3. This bill will do great injustice to the old soldiers who have received land warrants for their services in fighting the battles of their country. It will greatly reduce the market value of these warrants. Already their value has sunk for 160-acre warrants to 67 cents per acre under an apprehension that such a measure as this might become a law. What price would they command when any head of a family may take possession of a quarter section of land and not pay for it until the end of five years, and then at the rate of only 25 cents per acre? The magnitude of the interest to be affected will appear in the fact that there are outstanding unsatisfied land warrants reaching back to the last war with Great Britain, and even Revolutionary times, amounting in round numbers to seven and a half millions of acres.

4. This bill will prove unequal and unjust in its operation, because from its nature it is confined to one class of our people. It is a boon exclusively conferred upon the cultivators of the soil. Whilst it is cheerfully admitted that these are the most numerous and useful class of our fellow-citizens and eminently deserve all the advantages which our laws have already extended to them, yet there should be no new legislation which would operate to the injury or embarrassment of the large body of respectable artisans and laborers. The mechanic who emigrates to the West and pursues his calling must labor long before he can purchase a quarter section of land, whilst the tiller of the soil who accompanies him obtains a farm at once by the bounty of the Government. The numerous body of mechanics in our large cities can not, even by emigrating to the West, take advantage of the provisions of this bill without entering upon a new occupation for which their habits of life have rendered them unfit.

5. This bill is unjust to the old States of the Union in many respects; and amongst these States, so far as the public lands are concerned, we may enumerate every State east of the Mississippi with the exception of Wisconsin and a portion of Minnesota.

It is a common belief within their limits that the older States of the Confederacy do not derive their proportionate benefit from the public lands. This is not a just opinion. It is doubtful whether they could be rendered more beneficial to these States under any other system than that which at present exists. Their proceeds go into the common Treasury to accomplish the objects of the Government, and in this manner all the States are benefited in just proportion. But to give this common inheritance away would deprive the old States of their just proportion of this revenue without holding out any the least corresponding advantage. Whilst it is our common glory that the new States have become so prosperous and populous, there is no good reason why the old States should offer premiums to their own citizens to emigrate from them to the West. That land of promise presents in itself sufficient allurements to our young and enterprising citizens without any adventitious aid. The offer of free farms would probably have a powerful effect in encouraging emigration, especially from States like Illinois, Tennessee, and Kentucky, to the west of the Mississippi, and could not fail to reduce the price of property within their limits. An individual in States thus situated would not pay its fair value for land when by crossing the Mississippi he could go upon the public lands and obtain a farm almost without money and without price.

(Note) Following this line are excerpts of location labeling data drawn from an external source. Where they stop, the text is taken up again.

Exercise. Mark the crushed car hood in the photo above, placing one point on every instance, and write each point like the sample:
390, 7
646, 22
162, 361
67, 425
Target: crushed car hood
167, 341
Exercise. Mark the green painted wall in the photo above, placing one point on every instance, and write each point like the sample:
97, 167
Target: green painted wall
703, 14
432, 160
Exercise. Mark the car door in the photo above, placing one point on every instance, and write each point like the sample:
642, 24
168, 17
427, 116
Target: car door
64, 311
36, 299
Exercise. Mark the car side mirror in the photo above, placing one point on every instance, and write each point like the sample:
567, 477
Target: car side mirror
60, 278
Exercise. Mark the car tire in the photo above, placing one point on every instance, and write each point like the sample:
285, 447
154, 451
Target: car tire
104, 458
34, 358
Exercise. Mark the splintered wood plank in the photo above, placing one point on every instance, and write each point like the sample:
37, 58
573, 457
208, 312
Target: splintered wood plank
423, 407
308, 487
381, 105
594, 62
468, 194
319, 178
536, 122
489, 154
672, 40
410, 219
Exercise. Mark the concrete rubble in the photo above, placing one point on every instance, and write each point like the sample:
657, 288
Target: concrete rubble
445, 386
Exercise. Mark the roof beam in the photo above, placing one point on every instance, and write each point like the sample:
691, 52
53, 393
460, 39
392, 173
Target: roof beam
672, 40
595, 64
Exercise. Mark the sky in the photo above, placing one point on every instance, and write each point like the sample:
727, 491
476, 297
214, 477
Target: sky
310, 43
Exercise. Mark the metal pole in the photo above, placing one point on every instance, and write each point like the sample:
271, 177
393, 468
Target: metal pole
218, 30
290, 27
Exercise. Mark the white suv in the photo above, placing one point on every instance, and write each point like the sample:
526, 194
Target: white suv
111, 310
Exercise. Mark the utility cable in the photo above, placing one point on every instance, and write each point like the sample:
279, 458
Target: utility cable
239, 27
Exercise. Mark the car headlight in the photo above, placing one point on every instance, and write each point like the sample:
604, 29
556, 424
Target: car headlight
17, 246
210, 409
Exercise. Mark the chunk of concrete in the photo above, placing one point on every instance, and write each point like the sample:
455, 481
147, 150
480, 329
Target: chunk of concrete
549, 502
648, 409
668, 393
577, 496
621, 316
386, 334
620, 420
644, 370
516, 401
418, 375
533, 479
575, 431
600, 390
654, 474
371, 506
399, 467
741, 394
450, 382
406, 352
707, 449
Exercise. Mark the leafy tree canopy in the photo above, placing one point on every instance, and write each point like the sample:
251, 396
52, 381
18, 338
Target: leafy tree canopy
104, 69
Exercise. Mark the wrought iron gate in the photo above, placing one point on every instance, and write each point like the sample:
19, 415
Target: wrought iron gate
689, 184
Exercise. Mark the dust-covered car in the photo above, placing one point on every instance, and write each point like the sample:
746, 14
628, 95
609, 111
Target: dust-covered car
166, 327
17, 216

6. This bill will open one vast field for speculation. Men will not pay $1.25 for lands when they can purchase them for one-fifth of that price. Large numbers of actual settlers will be carried out by capitalists upon agreements to give them half of the land for the improvement of the other half. This can not be avoided. Secret agreements of this kind will be numerous. In the entry of graduated lands the experience of the Land Office justifies this objection.

7. We ought ever to maintain the most perfect equality between native and naturalized citizens. They are equal, and ought always to remain equal, before the laws. Our laws welcome foreigners to our shores, and their rights will ever be respected. Whilst these are the sentiments on which I have acted through life, it is not, in my opinion, expedient to proclaim to all the nations of the earth that whoever shall arrive in this country from a foreign shore and declare his intention to become a citizen shall receive a farm of 160 acres at a cost of 25 or 20 cents per acre if he will only reside on it and cultivate it. The invitation extends to all, and if this bill becomes a law we may have numerous actual settlers from China and other Eastern nations enjoying its benefits on the great Pacific Slope. The bill makes a distinction in favor of such persons over native and naturalized citizens. When applied to such citizens, it is confined to such as are the heads of families, but when applicable to persons of foreign birth recently arrived on our shores there is no such restriction. Such persons need not be the heads of families provided they have filed a declaration of intention to become citizens. Perhaps this distinction was an inadvertence, but it is, nevertheless, a part of the bill.

8. The bill creates an unjust distinction between persons claiming the benefit of the preemption laws. Whilst it reduces the price of the land to existing preemptors to 62-1/2 cents per acre and gives them a credit on this sum for two years from the present date, no matter how long they may have hitherto enjoyed the land, future preemptors will be compelled to pay double this price per acre. There is no reason or justice in this discrimination.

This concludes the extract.